Parity's Polkadot client has two Wasm execution methods, interpreted (default) and compiled. Set the preferred method to use when executing Wasm with --wasm-execution <Interpreted|Compiled>. Compiled execution will run much faster, especially when syncing the chain, but is experimental and may use more memory/CPU. A reasonable tradeoff would be to sync the chain with compiled execution and then restart the node with interpreted execution.

File Structure

The node stores a number of files in: /home/$USER/.local/share/polkadot/chains/<chain name>/. You can set a custom path with --base-path <path>.

keystore

The keystore stores session keys, which are important for validator operations.

db

The database stores blocks and the state trie. If you are running a validator node, it also stores GRANDPA pre-votes and pre-commits and the offchain-worker DB. Use caution when migrating validator nodes to avoid equivocation. If you want to start a new machine without resyncing, you can stop your node, back up the DB, and move it to a new machine.

To delete your DB and re-sync from genesis, run:

polkadot purge-chain

VALIDATORS SHOULD SYNC USING THE ROCKSDB BACKEND

This is implicit by default, but can be explicit by passing the --database RocksDb flag. In the future, it is recommended to switch to using the faster and more efficient ParityDb option. Switching between database backends will require a resync.

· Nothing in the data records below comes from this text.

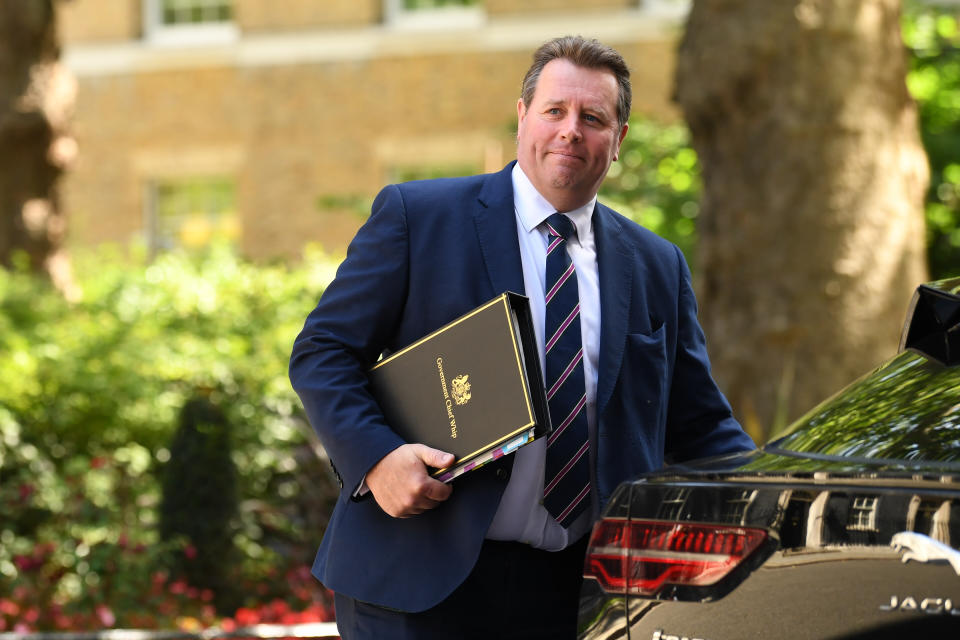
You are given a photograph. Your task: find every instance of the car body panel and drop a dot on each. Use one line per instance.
(860, 502)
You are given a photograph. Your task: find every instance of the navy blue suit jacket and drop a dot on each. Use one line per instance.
(431, 251)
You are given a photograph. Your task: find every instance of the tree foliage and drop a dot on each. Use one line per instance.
(90, 394)
(932, 35)
(656, 181)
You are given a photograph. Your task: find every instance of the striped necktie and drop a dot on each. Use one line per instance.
(566, 491)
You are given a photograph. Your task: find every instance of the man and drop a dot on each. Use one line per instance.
(499, 552)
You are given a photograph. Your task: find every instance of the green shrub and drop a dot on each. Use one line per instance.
(656, 182)
(89, 398)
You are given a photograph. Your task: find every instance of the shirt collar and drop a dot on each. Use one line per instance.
(533, 208)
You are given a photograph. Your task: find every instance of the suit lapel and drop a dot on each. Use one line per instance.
(497, 231)
(615, 264)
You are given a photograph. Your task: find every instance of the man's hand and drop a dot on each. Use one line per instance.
(401, 485)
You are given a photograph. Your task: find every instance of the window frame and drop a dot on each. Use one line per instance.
(209, 33)
(152, 219)
(396, 15)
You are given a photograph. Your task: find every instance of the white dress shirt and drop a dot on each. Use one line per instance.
(521, 515)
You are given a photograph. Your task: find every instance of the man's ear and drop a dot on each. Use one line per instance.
(623, 134)
(521, 114)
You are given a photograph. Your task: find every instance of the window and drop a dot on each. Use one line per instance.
(189, 22)
(863, 514)
(191, 213)
(666, 8)
(434, 13)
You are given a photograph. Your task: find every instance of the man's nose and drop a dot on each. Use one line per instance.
(571, 128)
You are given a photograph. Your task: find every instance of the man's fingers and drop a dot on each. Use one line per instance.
(433, 457)
(400, 482)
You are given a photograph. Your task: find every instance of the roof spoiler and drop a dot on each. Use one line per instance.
(933, 322)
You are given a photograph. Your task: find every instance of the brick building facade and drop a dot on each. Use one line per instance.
(274, 122)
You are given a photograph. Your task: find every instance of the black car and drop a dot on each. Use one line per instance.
(846, 527)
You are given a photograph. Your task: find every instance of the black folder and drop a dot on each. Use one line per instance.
(473, 387)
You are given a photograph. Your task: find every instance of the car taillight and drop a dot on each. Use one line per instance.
(640, 556)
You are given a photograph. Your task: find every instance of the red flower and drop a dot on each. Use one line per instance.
(246, 617)
(105, 615)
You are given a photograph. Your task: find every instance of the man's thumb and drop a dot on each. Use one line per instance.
(434, 457)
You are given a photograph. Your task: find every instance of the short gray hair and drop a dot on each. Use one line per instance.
(583, 52)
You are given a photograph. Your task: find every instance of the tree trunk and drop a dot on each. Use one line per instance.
(811, 226)
(36, 100)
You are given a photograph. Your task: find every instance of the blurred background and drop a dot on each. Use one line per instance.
(180, 178)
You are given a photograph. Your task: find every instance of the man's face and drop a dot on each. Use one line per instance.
(569, 135)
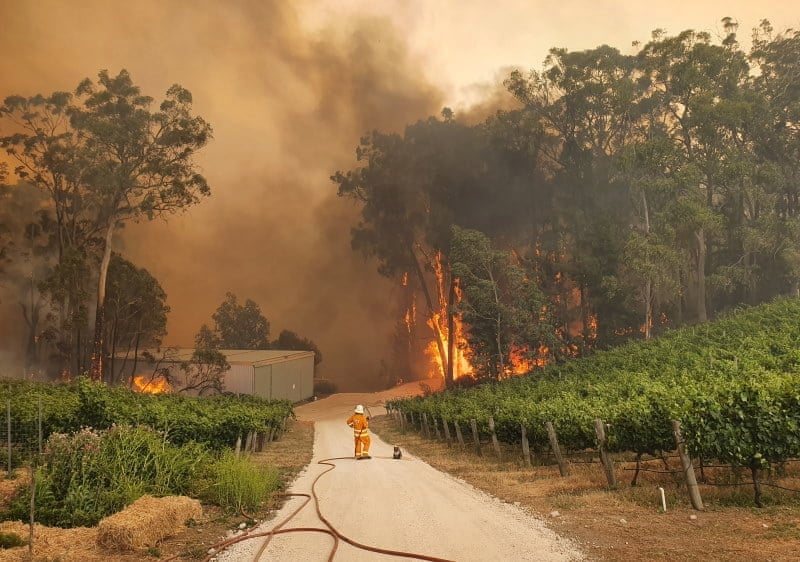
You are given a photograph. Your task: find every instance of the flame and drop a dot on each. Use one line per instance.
(155, 385)
(461, 366)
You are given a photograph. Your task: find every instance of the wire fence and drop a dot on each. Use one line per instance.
(21, 439)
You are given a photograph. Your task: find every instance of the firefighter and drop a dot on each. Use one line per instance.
(360, 424)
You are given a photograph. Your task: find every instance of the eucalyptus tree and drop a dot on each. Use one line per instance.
(290, 340)
(411, 189)
(502, 306)
(698, 87)
(136, 312)
(106, 157)
(44, 147)
(236, 326)
(586, 102)
(777, 58)
(141, 162)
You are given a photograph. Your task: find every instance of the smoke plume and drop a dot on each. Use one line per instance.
(287, 104)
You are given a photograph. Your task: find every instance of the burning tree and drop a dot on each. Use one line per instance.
(509, 330)
(412, 188)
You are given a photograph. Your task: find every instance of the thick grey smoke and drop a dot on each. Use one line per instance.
(287, 106)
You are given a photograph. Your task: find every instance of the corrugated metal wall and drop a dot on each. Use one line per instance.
(239, 379)
(287, 380)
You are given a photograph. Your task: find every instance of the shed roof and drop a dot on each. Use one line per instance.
(255, 357)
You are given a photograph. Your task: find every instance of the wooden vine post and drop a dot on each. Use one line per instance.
(608, 464)
(459, 436)
(474, 425)
(447, 432)
(688, 469)
(526, 448)
(495, 442)
(551, 435)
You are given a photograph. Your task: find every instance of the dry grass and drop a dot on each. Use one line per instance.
(627, 523)
(147, 522)
(290, 454)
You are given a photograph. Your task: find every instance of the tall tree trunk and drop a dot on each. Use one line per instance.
(700, 303)
(135, 358)
(99, 340)
(451, 340)
(648, 287)
(431, 314)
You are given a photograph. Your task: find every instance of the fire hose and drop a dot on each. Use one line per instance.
(330, 530)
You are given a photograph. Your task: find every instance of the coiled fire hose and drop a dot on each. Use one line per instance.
(330, 530)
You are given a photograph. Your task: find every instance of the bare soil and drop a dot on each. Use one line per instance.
(290, 454)
(628, 523)
(607, 525)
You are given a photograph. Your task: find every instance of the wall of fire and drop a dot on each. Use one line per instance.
(286, 378)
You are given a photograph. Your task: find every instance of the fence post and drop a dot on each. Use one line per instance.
(40, 425)
(447, 432)
(688, 469)
(33, 511)
(474, 424)
(495, 443)
(608, 464)
(551, 435)
(8, 443)
(459, 436)
(526, 449)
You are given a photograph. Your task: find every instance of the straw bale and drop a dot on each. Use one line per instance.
(147, 521)
(50, 542)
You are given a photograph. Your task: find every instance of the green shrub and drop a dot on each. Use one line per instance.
(238, 484)
(89, 475)
(11, 540)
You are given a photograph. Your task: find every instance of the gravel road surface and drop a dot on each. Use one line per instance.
(400, 505)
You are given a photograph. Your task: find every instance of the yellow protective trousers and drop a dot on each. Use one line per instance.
(360, 427)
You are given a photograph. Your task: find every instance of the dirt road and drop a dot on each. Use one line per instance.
(400, 505)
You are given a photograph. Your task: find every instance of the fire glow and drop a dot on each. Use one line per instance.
(151, 385)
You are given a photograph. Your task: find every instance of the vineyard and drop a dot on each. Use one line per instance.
(733, 384)
(35, 411)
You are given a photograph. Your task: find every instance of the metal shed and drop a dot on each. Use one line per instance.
(273, 374)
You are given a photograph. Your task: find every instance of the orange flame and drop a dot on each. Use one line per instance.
(155, 385)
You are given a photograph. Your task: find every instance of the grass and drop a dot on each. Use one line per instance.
(627, 523)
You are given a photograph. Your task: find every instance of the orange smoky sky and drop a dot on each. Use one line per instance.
(289, 87)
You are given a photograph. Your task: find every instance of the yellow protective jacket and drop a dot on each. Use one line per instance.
(359, 424)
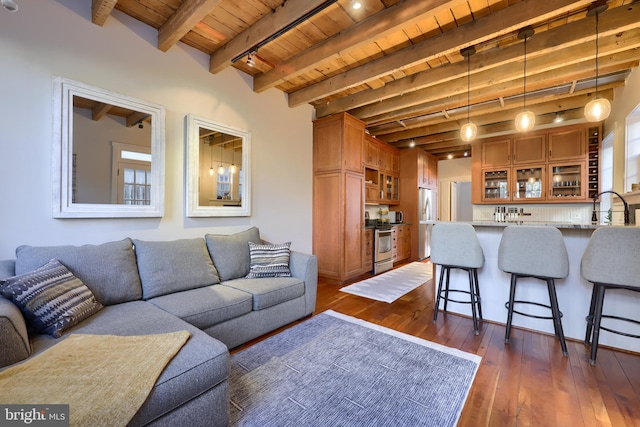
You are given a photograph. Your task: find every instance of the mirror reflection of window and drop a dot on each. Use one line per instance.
(218, 169)
(95, 126)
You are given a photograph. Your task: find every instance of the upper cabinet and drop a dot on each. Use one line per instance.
(568, 144)
(544, 166)
(382, 172)
(529, 149)
(339, 144)
(496, 153)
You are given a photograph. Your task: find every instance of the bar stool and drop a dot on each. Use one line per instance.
(538, 252)
(456, 245)
(610, 261)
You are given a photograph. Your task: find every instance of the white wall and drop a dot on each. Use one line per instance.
(625, 99)
(449, 171)
(56, 37)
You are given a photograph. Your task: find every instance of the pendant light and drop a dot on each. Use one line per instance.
(220, 168)
(210, 157)
(598, 108)
(232, 168)
(469, 130)
(526, 119)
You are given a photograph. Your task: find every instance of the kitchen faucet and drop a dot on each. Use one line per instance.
(594, 217)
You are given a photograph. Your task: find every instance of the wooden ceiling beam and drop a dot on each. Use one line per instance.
(188, 15)
(289, 12)
(510, 72)
(388, 21)
(418, 128)
(612, 64)
(101, 10)
(567, 36)
(508, 20)
(546, 106)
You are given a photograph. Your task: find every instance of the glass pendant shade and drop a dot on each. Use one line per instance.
(597, 109)
(525, 121)
(468, 132)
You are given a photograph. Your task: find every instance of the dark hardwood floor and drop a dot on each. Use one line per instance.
(525, 383)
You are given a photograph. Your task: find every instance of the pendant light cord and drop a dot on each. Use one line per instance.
(468, 86)
(597, 15)
(524, 87)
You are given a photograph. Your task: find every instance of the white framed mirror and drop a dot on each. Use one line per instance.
(218, 169)
(108, 154)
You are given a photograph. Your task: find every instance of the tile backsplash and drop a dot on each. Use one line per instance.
(571, 214)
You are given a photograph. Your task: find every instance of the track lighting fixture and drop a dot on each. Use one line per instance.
(469, 130)
(10, 5)
(251, 61)
(598, 108)
(526, 119)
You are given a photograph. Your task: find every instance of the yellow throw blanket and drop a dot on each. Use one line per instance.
(104, 378)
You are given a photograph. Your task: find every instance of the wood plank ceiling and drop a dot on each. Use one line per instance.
(396, 64)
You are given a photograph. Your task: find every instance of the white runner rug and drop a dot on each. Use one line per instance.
(390, 286)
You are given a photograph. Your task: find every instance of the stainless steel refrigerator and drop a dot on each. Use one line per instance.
(427, 216)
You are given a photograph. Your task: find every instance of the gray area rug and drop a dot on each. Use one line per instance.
(336, 370)
(390, 286)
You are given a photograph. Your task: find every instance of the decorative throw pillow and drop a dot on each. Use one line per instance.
(269, 260)
(51, 298)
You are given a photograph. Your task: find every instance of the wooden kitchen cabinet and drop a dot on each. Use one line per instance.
(564, 171)
(496, 153)
(339, 197)
(567, 144)
(529, 149)
(371, 155)
(338, 144)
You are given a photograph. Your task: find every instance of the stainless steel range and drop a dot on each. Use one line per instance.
(382, 249)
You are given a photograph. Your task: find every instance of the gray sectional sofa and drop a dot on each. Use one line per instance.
(145, 287)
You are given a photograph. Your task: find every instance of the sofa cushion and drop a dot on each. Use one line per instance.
(269, 260)
(205, 307)
(201, 364)
(51, 298)
(13, 330)
(172, 266)
(109, 269)
(230, 253)
(268, 292)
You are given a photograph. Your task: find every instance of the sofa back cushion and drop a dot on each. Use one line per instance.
(172, 266)
(230, 252)
(109, 269)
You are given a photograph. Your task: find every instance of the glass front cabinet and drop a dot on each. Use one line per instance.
(567, 181)
(495, 183)
(528, 183)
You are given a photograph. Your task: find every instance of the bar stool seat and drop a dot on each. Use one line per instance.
(456, 246)
(610, 261)
(538, 252)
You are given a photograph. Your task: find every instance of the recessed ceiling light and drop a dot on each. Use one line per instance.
(10, 5)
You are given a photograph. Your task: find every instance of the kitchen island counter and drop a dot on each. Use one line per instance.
(574, 293)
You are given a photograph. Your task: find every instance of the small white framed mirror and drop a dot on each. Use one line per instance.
(218, 169)
(108, 154)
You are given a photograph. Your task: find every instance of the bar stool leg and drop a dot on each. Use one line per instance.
(437, 307)
(597, 318)
(592, 308)
(475, 280)
(446, 290)
(472, 295)
(512, 297)
(557, 319)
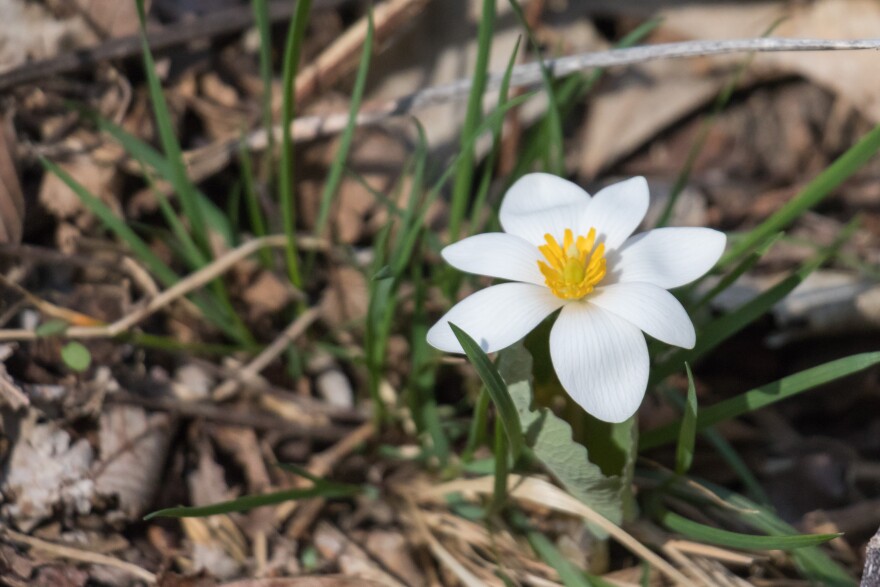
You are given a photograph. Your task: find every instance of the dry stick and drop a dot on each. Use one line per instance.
(183, 287)
(78, 554)
(293, 331)
(529, 75)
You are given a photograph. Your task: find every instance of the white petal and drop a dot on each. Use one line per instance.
(538, 191)
(601, 361)
(540, 203)
(651, 308)
(616, 211)
(667, 257)
(497, 254)
(495, 317)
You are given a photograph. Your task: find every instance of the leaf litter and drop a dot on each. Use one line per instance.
(87, 455)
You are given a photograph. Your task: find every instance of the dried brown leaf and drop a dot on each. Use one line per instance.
(48, 471)
(133, 448)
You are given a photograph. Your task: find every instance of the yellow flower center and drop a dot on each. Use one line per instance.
(573, 269)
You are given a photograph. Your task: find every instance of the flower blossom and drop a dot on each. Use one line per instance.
(562, 248)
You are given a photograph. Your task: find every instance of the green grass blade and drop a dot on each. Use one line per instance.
(489, 165)
(252, 201)
(765, 395)
(496, 387)
(553, 147)
(502, 450)
(462, 187)
(149, 156)
(334, 178)
(708, 534)
(186, 191)
(687, 434)
(324, 490)
(264, 27)
(194, 257)
(814, 563)
(835, 174)
(117, 226)
(742, 267)
(570, 575)
(726, 326)
(288, 208)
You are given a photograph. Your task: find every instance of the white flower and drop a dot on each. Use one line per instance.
(562, 248)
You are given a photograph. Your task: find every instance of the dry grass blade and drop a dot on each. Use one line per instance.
(11, 199)
(467, 578)
(77, 554)
(545, 494)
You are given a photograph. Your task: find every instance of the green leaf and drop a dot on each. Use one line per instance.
(687, 434)
(550, 439)
(51, 328)
(76, 356)
(703, 533)
(765, 395)
(496, 387)
(325, 489)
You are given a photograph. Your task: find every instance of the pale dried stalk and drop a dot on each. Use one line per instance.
(191, 283)
(77, 554)
(547, 495)
(529, 75)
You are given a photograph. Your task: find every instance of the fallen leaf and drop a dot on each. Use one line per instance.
(133, 449)
(47, 471)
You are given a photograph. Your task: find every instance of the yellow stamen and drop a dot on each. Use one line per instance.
(572, 270)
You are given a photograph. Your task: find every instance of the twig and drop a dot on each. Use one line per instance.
(529, 75)
(217, 23)
(78, 554)
(296, 328)
(177, 291)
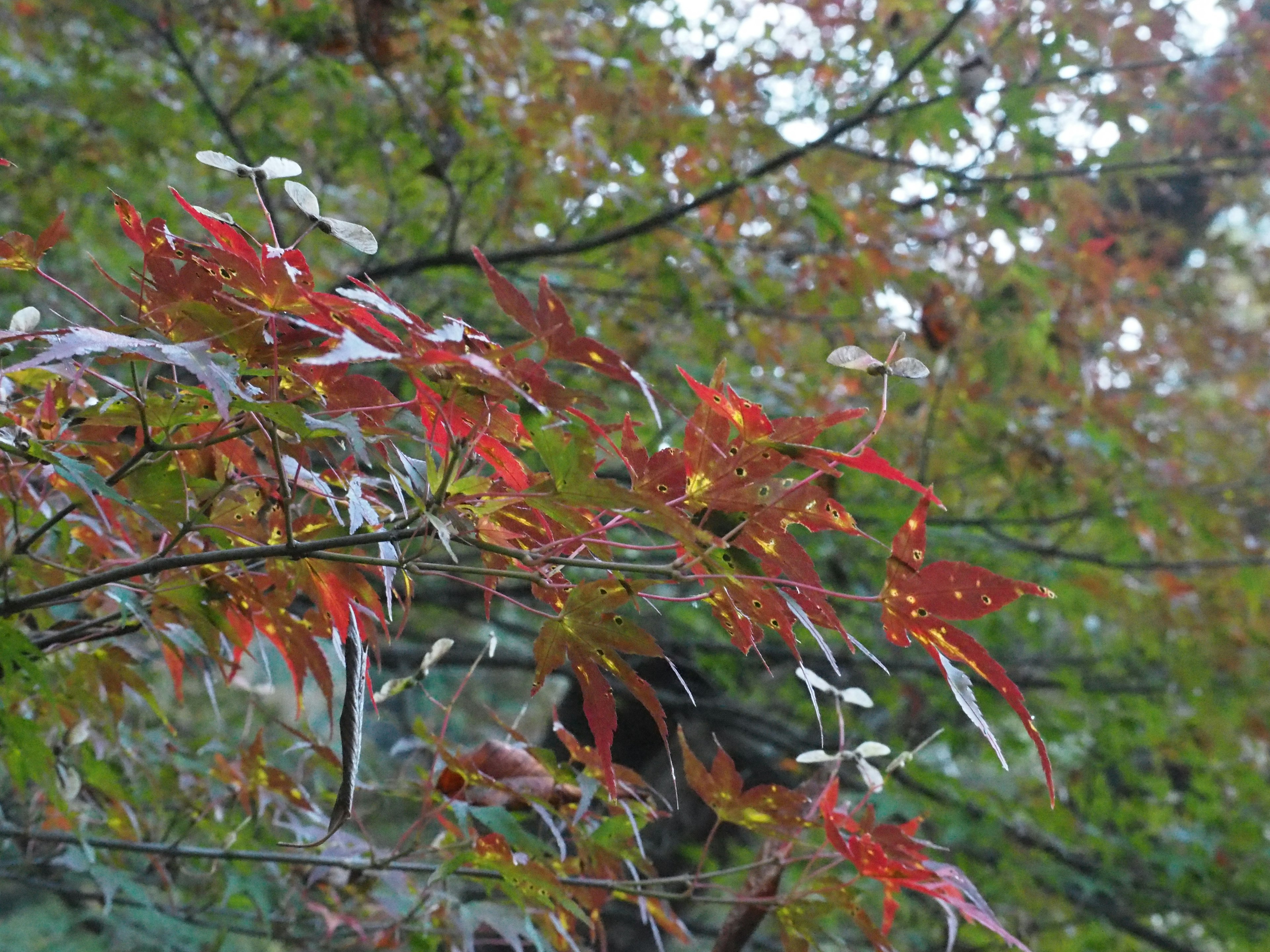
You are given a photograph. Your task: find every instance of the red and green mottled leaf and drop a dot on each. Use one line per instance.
(591, 636)
(769, 809)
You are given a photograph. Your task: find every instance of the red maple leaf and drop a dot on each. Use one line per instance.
(920, 601)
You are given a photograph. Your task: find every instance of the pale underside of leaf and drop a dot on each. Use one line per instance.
(910, 367)
(853, 358)
(354, 235)
(304, 200)
(964, 694)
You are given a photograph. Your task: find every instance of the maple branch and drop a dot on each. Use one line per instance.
(354, 864)
(672, 213)
(148, 447)
(168, 35)
(521, 555)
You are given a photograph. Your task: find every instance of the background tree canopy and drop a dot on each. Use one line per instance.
(1065, 207)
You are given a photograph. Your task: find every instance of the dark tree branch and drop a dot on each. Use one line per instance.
(674, 213)
(224, 119)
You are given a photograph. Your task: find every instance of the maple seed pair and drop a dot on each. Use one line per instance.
(855, 358)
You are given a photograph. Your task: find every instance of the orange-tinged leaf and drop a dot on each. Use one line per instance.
(769, 808)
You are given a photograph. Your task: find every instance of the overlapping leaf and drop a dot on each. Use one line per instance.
(594, 638)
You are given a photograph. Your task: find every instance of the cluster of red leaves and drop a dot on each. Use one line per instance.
(263, 452)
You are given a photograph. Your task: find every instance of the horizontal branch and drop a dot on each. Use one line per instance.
(676, 211)
(340, 862)
(672, 213)
(1051, 551)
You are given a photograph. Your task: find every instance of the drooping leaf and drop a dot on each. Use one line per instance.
(769, 809)
(915, 598)
(591, 636)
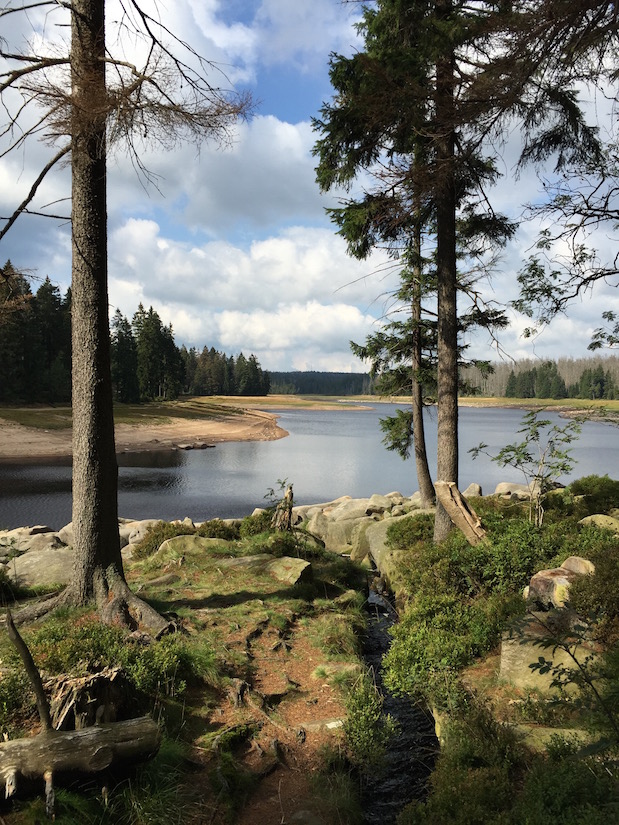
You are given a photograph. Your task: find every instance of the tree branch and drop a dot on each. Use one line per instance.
(33, 189)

If you want to test out ParityDB you can add the flag --database paritydb.

Deployment Tools

Web3 Foundation maintains Polkadot Deployer, which allows you to create local or remote cloud deployments of Polkadot nodes. See the README for instructions.

Validators, see the validator setup guide for information specific to deploying validator nodes.

Monitoring and Telemetry

Node status

You can check the node's health via RPC with:

curl -H "Content-Type: application/json" --data '{ "jsonrpc":"2.0", "method":"system_health", "params":[],"id":1 }' localhost:9933 

Logs

The Polkadot client has a number of log targets. The most interesting to users may be:

  • afg (Al's Finality Gadget - GRANDPA consensus)

  • babe

  • telemetry

  • txpool

  • usage

Other targets include: db, gossip, peerset, state-db, state-trace, sub-libp2p, trie, wasm-executor, wasm-heap.

The log levels, from least to most verbose, are:

  • error

  • warn

  • info

  • debug

  • trace

All targets are set to info logging by default. You can adjust individual log levels using the --log (-l short) option, for example -l afg=trace,sync=debug or globally with -ldebug.

Telemetry & Metrics

The Parity Polkadot client connects to telemetry by default. You can disable it with --no-telemetry, or connect only to specified telemetry servers with the --telemetry-url option (see the help options for instructions). Connecting to public telemetry may expose information that puts your node at higher risk of attack. You can run your own, private telemetry server or deploy a substrate-telemetry instance to a Kubernetes cluster using this Helm chart.

The node also exposes a Prometheus endpoint by default (disable with --no-prometheus). Substrate has a vizualizing node metrics tutorial which uses this endpoint.